The main focus of Article 3.3(f) is mitigating fraudulent electronic payments and monetary transfers. To overcome these issues, manufacturers are compelled to add features within devices that deliver enhanced authentication controls to the user.
Another highly anticipated piece of legislation came into play in April 2024: the United Kingdom’s Product Security and Telecommunications Infrastructure (PTSI) Act of 2022. Placing legal duties on electronic and smart home device manufacturers to implement basic security standards within UK-based products, the Act essentially forbids devices from accepting predictable or obviously insecure passwords. It also forces manufacturers to clearly publish contact details so users can report bugs and issues, and to advise consumers of realistic times they can expect software patches and updates.
Built on the back of the previous IoT Code of Practice launched in 2018, the PTSI Act applies to any organization looking to import or retail their devices within the region, with a fine up to £10m or 4 percent of a company’s global revenue (whichever is highest) if they fail to adhere to its regulations. According to the National Cyber Security Centre (NCSC), the scope covers the same types of devices as U.S Cyber Trust Mark, including specific references to smart domestic appliances such as connected light bulbs, plugs, kettles, ovens, fridges and washing machines.
While the latter may seem innocuous, hackers are now including other people’s smart washing machines as part of a large botnet to carry out cryptocurrency mining, which requires an extortionate amount of energy. This type of activity is what the PTSI is aiming to stamp out.
We are now seeing cybersecurity legislation for IoT devices rolled out at an unprecedented rate. However, if manufacturers want to truly protect device users, then it’s important that they also look to adhere to the concept of “trusted computing.” At the most basic level, this means adhering to the latest open standards, specifications, and technologies coming from within the computing industry.
For larger devices, the Trusted Platform Module (TPM) is a low-cost, secure crypto-processor which establishes secure operations by protecting a user’s identity and sensitive data. TPMs hash sections of device firmware and software before they are executed and send them to the server for validation when the system attempts to connect to a network. If the details do not match, then the boot process will not take place, stopping any access or exploitation of stored data. The signing and verification capabilities offered through a TPM provide the baseline for the essential principles of verification, data protection, identity, and attestation.
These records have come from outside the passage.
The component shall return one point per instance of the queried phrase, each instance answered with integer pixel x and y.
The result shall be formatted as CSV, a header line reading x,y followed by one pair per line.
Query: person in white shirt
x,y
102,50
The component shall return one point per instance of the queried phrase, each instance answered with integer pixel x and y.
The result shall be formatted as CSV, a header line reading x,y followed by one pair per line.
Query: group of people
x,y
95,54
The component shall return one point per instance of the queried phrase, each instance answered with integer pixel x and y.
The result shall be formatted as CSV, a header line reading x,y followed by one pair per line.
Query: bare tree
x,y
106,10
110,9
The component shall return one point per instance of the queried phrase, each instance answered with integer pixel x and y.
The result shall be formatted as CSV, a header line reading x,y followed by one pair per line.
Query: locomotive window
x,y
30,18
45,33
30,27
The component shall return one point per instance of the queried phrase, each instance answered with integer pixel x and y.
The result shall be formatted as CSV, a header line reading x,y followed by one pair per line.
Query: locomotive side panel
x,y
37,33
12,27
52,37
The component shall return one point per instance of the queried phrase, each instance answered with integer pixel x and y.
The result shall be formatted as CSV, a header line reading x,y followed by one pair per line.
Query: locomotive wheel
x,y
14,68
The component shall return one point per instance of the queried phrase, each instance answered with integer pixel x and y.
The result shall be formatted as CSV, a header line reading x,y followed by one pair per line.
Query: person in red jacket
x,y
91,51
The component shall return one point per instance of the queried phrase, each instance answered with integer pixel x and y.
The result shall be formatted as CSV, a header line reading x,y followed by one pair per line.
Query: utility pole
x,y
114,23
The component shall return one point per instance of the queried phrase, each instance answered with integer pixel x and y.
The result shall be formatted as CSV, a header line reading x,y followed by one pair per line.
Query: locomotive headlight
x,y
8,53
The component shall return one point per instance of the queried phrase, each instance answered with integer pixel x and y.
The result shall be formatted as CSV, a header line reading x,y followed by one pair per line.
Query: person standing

In situations where the TPM is not suited for the device use case or architecture, the Device Identifier Composition Engine (DICE) can implement key security protocols in a more lightweight solution, providing an attestation architecture perfect for smaller devices. Easily integrated into existing frameworks and protocols, DICE equips manufacturers with the means to both create a cryptographically secure device identity and to verify software in newer devices.
Through DICE, a unique secret is held by the hardware; if an attack is executed against the device, the secret associated with the compromised layer can’t be used to breach further layers, limiting the potential damage. In the DICE architecture, the hardware retains a foundational secret known as the Unique Device Secret (UDS). This secret underpins a layered security approach, where each layer independently generates its own unique secret, derived from the UDS. If an attack compromises one layer, then that secret cannot be utilized to compromise the subsequent layers, confining the scope of potential damage, and enhancing overall device security. Should any malicious code be detected, DICE will also facilitate a rapid re-keying process to preserve integrity.
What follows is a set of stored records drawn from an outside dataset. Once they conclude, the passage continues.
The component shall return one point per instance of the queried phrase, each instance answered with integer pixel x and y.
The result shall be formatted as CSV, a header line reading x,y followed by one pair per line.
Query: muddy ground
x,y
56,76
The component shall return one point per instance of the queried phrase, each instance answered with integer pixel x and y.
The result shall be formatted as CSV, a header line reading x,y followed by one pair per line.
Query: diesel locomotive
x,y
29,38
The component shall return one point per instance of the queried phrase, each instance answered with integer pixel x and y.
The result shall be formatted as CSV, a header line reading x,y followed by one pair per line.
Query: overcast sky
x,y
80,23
Finally, the Cyber Resilient Module and Building Block Requirements (CyRes) specification can reduce malware persistence while protecting essential code and data. CyRes protects essential code and data within a device, while detecting vulnerabilities and corruption. They are also able to recover a system back to a reliable, trusted state in the event of compromization.
While not directly outlined in any of the recent legislation, these standards and specifications are just as vital to device security and should be the first port of call for manufacturers when it comes to protecting their devices.